The current answer has been to build 4x mechanics, which add much stronger coop-PvP gameplay than squad RPG ever has. We saw early streaks of this in, say, Marvel Strike Force's Alliance War, Star Wars: Galaxy of Heroes' Territory Wars, or Walking Dead RTS's Faction Wars. Of course, the answer here is much more literal, which is to shove a squad RPG inside of a 4X game, which is precisely what White Out Survival and Tile Survive have done.

My great hope was that DC Dark Legion would take off, which is a much more moderate integration of 4x mechanics into a squad RPG core. Unfortunately, the game has fallen off a cliff and looks like it'll be shut down within the next six months.

There's an emerging second answer that has been around for over a decade. With the release and success of Where the Wind Meets, there might be a real opportunity for power resets to maintain squad RPG without it becoming 4x.
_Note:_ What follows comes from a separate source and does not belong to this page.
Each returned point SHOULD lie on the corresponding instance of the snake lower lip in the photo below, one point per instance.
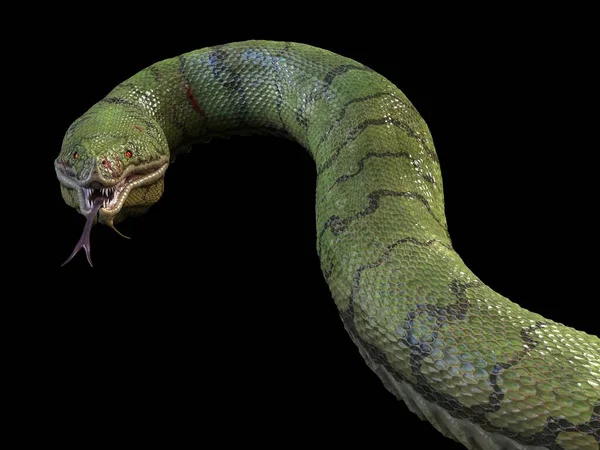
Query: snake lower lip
(90, 195)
In seasonal reset economies like Diablo, FIFA Ultimate Team, and Tarkov, gear is lost, and players earn it back over the course of a season. There are numerous downsides to this model, the most obvious one being that time invested now does not provide long-run benefits. But the design flexibility and the never-ending chase also offer players a new opportunity to enter the funnel without facing a daunting progression system built over ten years.